The medical marijuana bill expands the use of cannabis oil for patients with Alzheimer’s disease, AIDS, autism, epidermolysis bullosa, peripheral neuropathy and Tourette’s syndrome. Patients in hospice care also could also possess the oil. But it does not mean you can smoke or possess the plant for treatment of your ailments. In fact, the level of THC, the active ingredient that produces a high, is so low that a person generally will not get high from the drug. Cannabis oil is an extraction of the cannabinoids (CBD), the chemical compounds secreted by cannabis flowers that provide relief to an array of symptoms including pain, nausea, anxiety, and inflammation, according to the website leafy.com.
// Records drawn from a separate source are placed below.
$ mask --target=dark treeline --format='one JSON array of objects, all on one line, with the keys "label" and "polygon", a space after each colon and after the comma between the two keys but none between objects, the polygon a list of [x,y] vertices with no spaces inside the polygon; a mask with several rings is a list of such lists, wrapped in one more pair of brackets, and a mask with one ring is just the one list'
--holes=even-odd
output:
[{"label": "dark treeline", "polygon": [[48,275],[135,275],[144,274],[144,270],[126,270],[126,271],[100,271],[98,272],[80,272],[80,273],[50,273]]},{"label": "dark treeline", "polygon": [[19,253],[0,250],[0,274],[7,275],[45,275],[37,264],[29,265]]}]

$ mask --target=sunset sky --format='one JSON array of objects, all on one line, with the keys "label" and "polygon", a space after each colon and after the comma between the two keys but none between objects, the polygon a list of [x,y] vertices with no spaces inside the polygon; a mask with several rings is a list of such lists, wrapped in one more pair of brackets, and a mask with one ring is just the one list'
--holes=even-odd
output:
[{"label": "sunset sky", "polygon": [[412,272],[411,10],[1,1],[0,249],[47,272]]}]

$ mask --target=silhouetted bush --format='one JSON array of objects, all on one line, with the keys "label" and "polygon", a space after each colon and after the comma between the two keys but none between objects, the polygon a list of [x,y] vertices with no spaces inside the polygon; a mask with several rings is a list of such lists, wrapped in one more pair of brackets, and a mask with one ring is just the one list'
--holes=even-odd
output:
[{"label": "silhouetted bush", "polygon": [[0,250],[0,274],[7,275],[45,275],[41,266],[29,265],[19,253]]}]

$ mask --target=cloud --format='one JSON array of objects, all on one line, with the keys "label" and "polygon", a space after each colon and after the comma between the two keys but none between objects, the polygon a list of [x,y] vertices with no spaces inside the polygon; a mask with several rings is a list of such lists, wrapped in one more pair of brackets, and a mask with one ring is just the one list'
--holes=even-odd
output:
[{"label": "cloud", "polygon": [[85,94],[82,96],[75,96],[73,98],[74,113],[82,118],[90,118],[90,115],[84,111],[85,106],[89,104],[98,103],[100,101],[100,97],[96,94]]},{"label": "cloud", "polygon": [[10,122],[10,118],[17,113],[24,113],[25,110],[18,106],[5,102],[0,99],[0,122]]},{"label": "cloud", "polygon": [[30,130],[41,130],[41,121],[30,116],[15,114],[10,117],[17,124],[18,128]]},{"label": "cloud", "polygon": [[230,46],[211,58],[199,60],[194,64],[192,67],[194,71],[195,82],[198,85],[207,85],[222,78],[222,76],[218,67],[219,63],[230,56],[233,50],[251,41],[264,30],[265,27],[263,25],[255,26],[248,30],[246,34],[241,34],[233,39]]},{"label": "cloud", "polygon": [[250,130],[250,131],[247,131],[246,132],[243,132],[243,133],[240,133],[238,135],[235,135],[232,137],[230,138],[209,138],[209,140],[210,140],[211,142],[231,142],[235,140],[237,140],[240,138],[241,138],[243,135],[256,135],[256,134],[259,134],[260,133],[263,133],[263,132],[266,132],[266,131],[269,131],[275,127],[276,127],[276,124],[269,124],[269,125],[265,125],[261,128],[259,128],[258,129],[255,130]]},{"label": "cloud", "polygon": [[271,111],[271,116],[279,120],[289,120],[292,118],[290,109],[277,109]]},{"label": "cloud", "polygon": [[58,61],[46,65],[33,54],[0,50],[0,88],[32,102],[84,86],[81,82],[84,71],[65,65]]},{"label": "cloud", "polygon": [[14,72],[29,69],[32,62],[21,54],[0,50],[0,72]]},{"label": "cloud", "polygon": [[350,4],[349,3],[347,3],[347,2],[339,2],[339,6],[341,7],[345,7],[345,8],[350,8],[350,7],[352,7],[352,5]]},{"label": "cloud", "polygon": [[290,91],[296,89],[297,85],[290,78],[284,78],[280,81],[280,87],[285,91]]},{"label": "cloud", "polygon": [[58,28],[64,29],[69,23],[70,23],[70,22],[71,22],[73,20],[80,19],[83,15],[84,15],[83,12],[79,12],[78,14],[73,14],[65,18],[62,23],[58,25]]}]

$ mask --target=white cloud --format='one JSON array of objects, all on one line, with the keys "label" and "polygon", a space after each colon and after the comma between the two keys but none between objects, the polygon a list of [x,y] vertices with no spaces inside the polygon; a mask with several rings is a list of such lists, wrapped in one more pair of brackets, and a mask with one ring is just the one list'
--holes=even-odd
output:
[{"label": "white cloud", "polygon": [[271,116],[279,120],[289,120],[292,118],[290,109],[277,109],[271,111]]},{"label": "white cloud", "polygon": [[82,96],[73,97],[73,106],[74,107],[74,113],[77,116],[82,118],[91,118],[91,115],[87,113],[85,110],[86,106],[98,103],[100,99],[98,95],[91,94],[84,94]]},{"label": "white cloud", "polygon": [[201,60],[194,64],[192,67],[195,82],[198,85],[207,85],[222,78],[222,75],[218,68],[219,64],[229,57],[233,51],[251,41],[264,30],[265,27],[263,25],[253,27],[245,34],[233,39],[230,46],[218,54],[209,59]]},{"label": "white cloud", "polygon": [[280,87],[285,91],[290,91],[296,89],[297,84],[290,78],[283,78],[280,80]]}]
Supporters of the new bill are hailing it as a victory for suffering patients. “Today we’re going to provide more access to Georgians with very specific illnesses. … And we’ll provide doctors more treatment options for patients,” said state Sen. Matt Brass.
The city of Atlanta is currently trying to get an ordinance passed that will decriminalize the possession of less than an ounce of marijuana. Currently in Atlanta, possessing a small amount of marijuana can result in a $1K fine and incarceration of up to six months. The mayor of the nearby Atlanta suburb of Clarkston, Georgia, has already decriminalized possession of marijuana to a citation, no jail time and a $75 fine. Mayor Ted Terry told Atlanta City Council members that the new attitude in his city has not resulted in a drug haven, despite concerns of critics. The council is split on the issue and many members do not want to be seen as being soft on drug use or crime. Atlanta Mayor Kasim Reed has expressed opposition to the city council proposal.